Scalar-field dark energy models: Current and forecast constraints

Anowar J. Shajib and Joshua A. Frieman

Physical Review D, 112(6), 063508, APS

https://doi.org/10.1103/kjpb-r698

Abstract: Recent results from type Ia supernovae (SNe Ia) and baryon acoustic oscillations (BAO), in combination with cosmic microwave background (CMB) measurements, have focused renewed attention on dark energy models with a time-varying equation-of-state parameter, $w(z)$. In this paper, we describe the simplest, physically motivated models of evolving dark energy that are consistent with the recent data, a broad subclass of the so-called thawing scalar-field models that we dub $w_\phi$CDM. We provide a quasiuniversal, quasi-one-parameter functional fit to the scalar-field $w_\phi(z)$ that captures the behavior of these models more informatively than the standard $w_0 w_a$ phenomenological parametrization; their behavior is completely described by the current value of the equation-of-state parameter, $w_0 = w(z=0)$. Combining current data from BAO (DESI data release 2), the CMB (Planck and ACT), large-scale structure (DES year-3 $3\times2$pt), SNe Ia (DES-SN5YR), and strong lensing (TDCOSMO + SLACS), for $w_\phi$CDM we obtain $w_0 = -0.904^{+0.034}_{-0.033}$, $2.9\sigma$ discrepant from the $\Lambda$ cold dark matter ($\Lambda$CDM) model.
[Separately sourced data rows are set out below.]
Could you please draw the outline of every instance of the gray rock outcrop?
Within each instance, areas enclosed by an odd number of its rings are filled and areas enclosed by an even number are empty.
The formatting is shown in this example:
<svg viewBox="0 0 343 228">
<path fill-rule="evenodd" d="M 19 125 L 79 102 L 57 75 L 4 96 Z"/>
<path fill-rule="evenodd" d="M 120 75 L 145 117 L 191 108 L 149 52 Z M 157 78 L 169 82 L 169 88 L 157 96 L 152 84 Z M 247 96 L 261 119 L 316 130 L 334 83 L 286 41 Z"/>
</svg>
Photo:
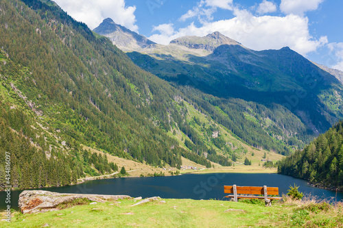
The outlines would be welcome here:
<svg viewBox="0 0 343 228">
<path fill-rule="evenodd" d="M 62 203 L 77 199 L 86 199 L 96 202 L 105 202 L 131 198 L 127 195 L 58 193 L 43 190 L 25 190 L 19 195 L 18 204 L 23 214 L 58 210 Z"/>
</svg>

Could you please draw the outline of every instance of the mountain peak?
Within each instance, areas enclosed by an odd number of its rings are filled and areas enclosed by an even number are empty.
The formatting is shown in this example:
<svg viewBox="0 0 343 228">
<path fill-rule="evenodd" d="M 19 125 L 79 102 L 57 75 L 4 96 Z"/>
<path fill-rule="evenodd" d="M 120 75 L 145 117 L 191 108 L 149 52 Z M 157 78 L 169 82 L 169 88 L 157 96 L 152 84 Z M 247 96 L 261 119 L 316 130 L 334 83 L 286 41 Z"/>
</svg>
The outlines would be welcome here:
<svg viewBox="0 0 343 228">
<path fill-rule="evenodd" d="M 93 31 L 98 34 L 108 37 L 114 45 L 123 51 L 137 51 L 150 45 L 156 44 L 145 36 L 116 24 L 110 18 L 104 20 Z"/>
<path fill-rule="evenodd" d="M 224 36 L 219 31 L 215 31 L 203 37 L 183 36 L 172 40 L 170 43 L 185 46 L 190 49 L 205 49 L 210 52 L 213 52 L 217 47 L 221 45 L 241 46 L 238 42 Z"/>
<path fill-rule="evenodd" d="M 113 20 L 112 20 L 109 17 L 108 17 L 107 18 L 104 19 L 102 21 L 102 23 L 115 23 L 115 23 L 113 21 Z"/>
</svg>

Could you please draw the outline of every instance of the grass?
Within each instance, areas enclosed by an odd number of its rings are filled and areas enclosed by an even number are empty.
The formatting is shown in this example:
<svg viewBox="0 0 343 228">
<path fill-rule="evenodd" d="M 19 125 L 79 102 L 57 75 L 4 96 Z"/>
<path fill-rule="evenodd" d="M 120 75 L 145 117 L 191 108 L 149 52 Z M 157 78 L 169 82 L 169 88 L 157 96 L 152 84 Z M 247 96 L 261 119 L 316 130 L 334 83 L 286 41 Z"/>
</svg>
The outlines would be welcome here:
<svg viewBox="0 0 343 228">
<path fill-rule="evenodd" d="M 164 203 L 164 202 L 165 203 Z M 247 201 L 248 202 L 248 201 Z M 311 200 L 286 198 L 263 203 L 217 200 L 159 199 L 131 207 L 133 199 L 65 210 L 21 214 L 12 213 L 12 223 L 1 227 L 340 227 L 343 204 L 336 206 Z M 260 202 L 261 203 L 261 202 Z M 263 202 L 262 202 L 263 203 Z"/>
</svg>

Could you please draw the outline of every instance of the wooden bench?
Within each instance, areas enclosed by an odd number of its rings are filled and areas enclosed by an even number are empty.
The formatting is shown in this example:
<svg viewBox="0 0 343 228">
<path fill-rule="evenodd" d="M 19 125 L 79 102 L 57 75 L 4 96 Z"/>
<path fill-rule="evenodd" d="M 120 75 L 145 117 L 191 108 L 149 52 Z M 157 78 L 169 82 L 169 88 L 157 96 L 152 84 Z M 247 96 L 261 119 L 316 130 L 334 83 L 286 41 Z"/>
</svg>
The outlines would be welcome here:
<svg viewBox="0 0 343 228">
<path fill-rule="evenodd" d="M 279 188 L 277 187 L 252 187 L 252 186 L 224 186 L 224 193 L 230 193 L 225 197 L 233 198 L 233 201 L 238 201 L 238 199 L 264 199 L 265 206 L 270 207 L 272 205 L 271 201 L 273 199 L 281 199 L 282 197 L 268 197 L 269 195 L 279 195 Z M 263 197 L 259 196 L 240 196 L 238 194 L 262 194 Z"/>
</svg>

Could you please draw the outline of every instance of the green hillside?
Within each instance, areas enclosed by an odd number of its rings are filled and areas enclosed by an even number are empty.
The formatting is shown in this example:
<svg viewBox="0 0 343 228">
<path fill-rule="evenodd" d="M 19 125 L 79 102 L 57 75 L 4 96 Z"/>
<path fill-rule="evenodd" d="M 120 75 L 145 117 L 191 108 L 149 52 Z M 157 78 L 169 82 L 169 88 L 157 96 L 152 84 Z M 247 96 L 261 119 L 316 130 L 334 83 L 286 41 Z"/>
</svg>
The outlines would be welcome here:
<svg viewBox="0 0 343 228">
<path fill-rule="evenodd" d="M 255 147 L 289 154 L 343 118 L 342 84 L 287 47 L 255 51 L 216 32 L 138 51 L 128 53 L 135 64 L 196 88 L 184 92 L 213 118 L 220 107 L 225 125 Z"/>
<path fill-rule="evenodd" d="M 46 169 L 36 172 L 38 177 L 29 175 L 27 184 L 14 186 L 64 185 L 71 183 L 71 177 L 112 172 L 114 164 L 103 157 L 90 159 L 80 144 L 152 166 L 180 166 L 181 154 L 193 154 L 167 134 L 169 113 L 181 119 L 174 88 L 141 70 L 108 39 L 52 1 L 3 1 L 0 8 L 1 121 L 5 136 L 1 158 L 11 153 L 19 173 L 13 181 L 21 183 L 20 177 L 32 173 L 26 169 Z M 16 143 L 14 136 L 23 142 Z M 188 157 L 209 163 L 198 155 Z M 58 162 L 61 166 L 54 168 Z M 2 164 L 0 171 L 3 178 Z M 50 183 L 55 171 L 61 179 Z"/>
<path fill-rule="evenodd" d="M 320 187 L 343 190 L 343 121 L 283 159 L 278 172 L 309 181 Z"/>
<path fill-rule="evenodd" d="M 233 155 L 243 161 L 244 148 L 257 151 L 221 121 L 227 110 L 209 105 L 215 98 L 200 107 L 196 90 L 141 70 L 54 2 L 0 8 L 0 159 L 10 153 L 14 188 L 64 186 L 118 168 L 84 148 L 178 168 L 182 157 L 211 167 L 230 165 Z M 1 164 L 1 188 L 5 173 Z"/>
</svg>

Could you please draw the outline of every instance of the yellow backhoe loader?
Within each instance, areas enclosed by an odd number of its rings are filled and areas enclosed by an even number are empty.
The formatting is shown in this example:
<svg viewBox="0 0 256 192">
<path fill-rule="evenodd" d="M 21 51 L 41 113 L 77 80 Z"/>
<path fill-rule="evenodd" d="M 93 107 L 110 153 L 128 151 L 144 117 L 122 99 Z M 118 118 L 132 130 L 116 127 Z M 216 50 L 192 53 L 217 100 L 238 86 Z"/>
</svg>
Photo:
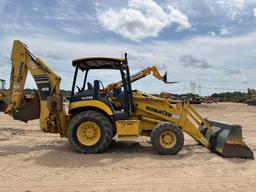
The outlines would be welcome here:
<svg viewBox="0 0 256 192">
<path fill-rule="evenodd" d="M 0 79 L 0 111 L 5 111 L 9 92 L 5 89 L 6 80 Z"/>
<path fill-rule="evenodd" d="M 150 136 L 160 154 L 176 154 L 184 144 L 183 132 L 213 152 L 224 157 L 253 159 L 253 152 L 242 141 L 240 126 L 208 121 L 184 101 L 159 98 L 132 90 L 132 82 L 154 75 L 164 83 L 156 67 L 130 75 L 125 58 L 83 58 L 73 61 L 75 68 L 68 112 L 60 94 L 61 78 L 20 41 L 14 41 L 10 79 L 10 100 L 6 113 L 14 119 L 40 119 L 45 132 L 67 137 L 71 147 L 80 153 L 105 151 L 112 138 Z M 119 71 L 121 81 L 105 88 L 100 80 L 88 81 L 92 70 Z M 38 96 L 26 105 L 21 97 L 30 71 L 38 87 Z M 78 73 L 83 75 L 79 85 Z"/>
</svg>

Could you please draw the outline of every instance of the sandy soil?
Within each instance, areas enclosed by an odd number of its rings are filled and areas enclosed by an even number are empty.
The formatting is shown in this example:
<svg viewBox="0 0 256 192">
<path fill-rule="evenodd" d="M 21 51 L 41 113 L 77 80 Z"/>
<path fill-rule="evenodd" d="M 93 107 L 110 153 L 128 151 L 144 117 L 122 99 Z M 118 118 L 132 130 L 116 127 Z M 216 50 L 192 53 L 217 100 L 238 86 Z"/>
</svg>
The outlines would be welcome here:
<svg viewBox="0 0 256 192">
<path fill-rule="evenodd" d="M 256 153 L 256 107 L 209 104 L 204 117 L 241 124 Z M 156 154 L 147 138 L 113 143 L 104 154 L 71 151 L 66 139 L 0 114 L 0 191 L 255 191 L 256 161 L 224 159 L 185 135 L 175 156 Z"/>
</svg>

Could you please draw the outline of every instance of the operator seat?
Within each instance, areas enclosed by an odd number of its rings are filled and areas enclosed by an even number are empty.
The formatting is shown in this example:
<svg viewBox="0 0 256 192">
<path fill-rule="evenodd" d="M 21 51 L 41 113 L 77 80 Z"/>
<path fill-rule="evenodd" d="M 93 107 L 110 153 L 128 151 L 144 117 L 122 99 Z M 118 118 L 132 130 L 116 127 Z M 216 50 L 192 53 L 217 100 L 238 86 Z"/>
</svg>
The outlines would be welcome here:
<svg viewBox="0 0 256 192">
<path fill-rule="evenodd" d="M 88 87 L 88 90 L 94 89 L 94 86 L 90 82 L 87 82 L 87 87 Z"/>
</svg>

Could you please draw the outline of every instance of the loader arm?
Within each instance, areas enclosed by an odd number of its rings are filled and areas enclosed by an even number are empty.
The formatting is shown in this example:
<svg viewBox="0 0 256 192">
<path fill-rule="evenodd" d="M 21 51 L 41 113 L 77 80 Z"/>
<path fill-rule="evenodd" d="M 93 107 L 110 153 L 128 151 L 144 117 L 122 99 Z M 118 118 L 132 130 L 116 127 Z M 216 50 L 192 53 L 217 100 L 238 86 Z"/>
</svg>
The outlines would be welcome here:
<svg viewBox="0 0 256 192">
<path fill-rule="evenodd" d="M 60 94 L 61 78 L 17 40 L 13 43 L 11 61 L 10 98 L 6 113 L 24 122 L 39 118 L 43 131 L 65 136 L 66 115 Z M 22 98 L 28 71 L 35 80 L 39 95 L 35 96 L 34 102 L 24 104 Z"/>
<path fill-rule="evenodd" d="M 134 75 L 131 76 L 131 79 L 130 79 L 130 82 L 133 83 L 139 79 L 142 79 L 148 75 L 153 75 L 156 79 L 158 80 L 161 80 L 165 83 L 168 83 L 166 78 L 166 74 L 164 76 L 162 76 L 160 74 L 160 72 L 158 71 L 157 67 L 156 66 L 152 66 L 152 67 L 148 67 L 146 69 L 143 69 L 137 73 L 135 73 Z M 118 81 L 118 82 L 115 82 L 115 83 L 111 83 L 111 84 L 108 84 L 104 89 L 103 89 L 103 93 L 107 93 L 109 92 L 110 90 L 112 89 L 117 89 L 117 88 L 120 88 L 123 86 L 123 82 L 122 81 Z"/>
</svg>

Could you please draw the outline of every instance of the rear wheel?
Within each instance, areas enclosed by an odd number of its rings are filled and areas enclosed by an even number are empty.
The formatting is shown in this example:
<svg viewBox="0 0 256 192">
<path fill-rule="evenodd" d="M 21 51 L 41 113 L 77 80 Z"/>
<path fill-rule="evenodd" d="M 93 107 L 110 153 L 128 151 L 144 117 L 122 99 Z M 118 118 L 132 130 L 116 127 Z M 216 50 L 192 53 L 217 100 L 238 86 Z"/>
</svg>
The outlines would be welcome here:
<svg viewBox="0 0 256 192">
<path fill-rule="evenodd" d="M 154 149 L 163 155 L 174 155 L 184 145 L 184 136 L 179 127 L 172 123 L 160 123 L 151 132 Z"/>
<path fill-rule="evenodd" d="M 68 141 L 80 153 L 101 153 L 109 147 L 112 137 L 111 122 L 98 111 L 78 113 L 68 127 Z"/>
</svg>

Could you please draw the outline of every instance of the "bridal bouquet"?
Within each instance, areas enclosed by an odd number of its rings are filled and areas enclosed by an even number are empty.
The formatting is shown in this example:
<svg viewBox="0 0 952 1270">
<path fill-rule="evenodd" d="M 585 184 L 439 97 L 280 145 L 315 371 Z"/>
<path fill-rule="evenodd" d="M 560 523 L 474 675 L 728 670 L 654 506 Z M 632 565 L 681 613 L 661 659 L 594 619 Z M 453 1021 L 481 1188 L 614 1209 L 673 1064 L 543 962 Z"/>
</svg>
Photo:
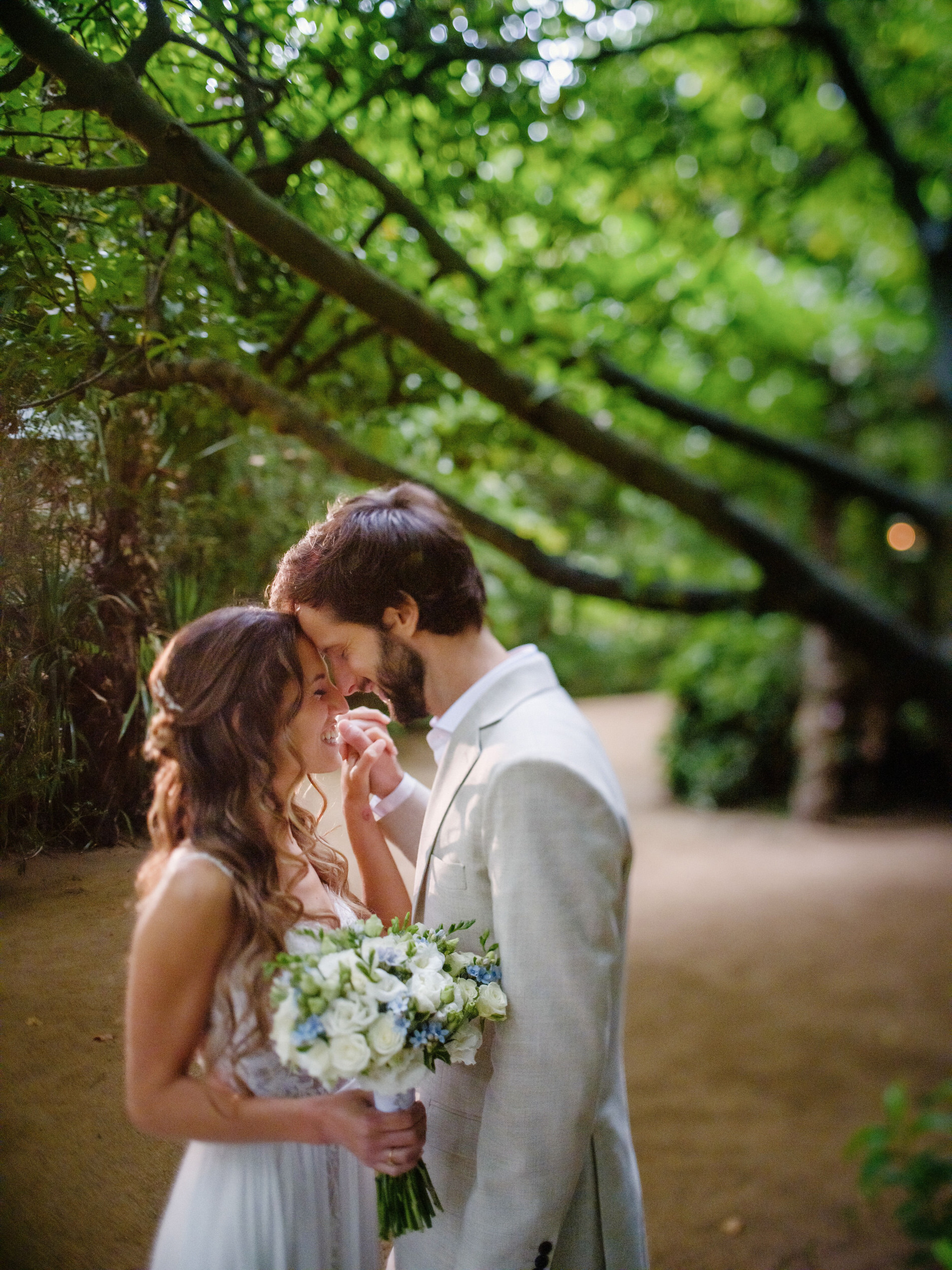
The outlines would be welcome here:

The Bayesian evidence ratio substantially favors this $w\phi$CDM model over $\Lambda$CDM. The data combination that yields the strongest discrepancy with $\Lambda$CDM is BAO + SNe Ia, for which $w_0 = -0.837^{+0.044}_{-0.045}$, $3.6\sigma$ discrepant from $\Lambda$CDM and with a Bayesian evidence ratio strongly in favor. We find that the so-called $S_8$ tension between the CMB and large-scale structure is slightly reduced in these models, while the Hubble tension is slightly increased. We forecast constraints on these models from near-future surveys (DESI-extension and the Vera C. Rubin Observatory LSST), showing that the current best-fit $w\phi$CDM model will be distinguishable from $\Lambda$CDM at over $9\sigma$.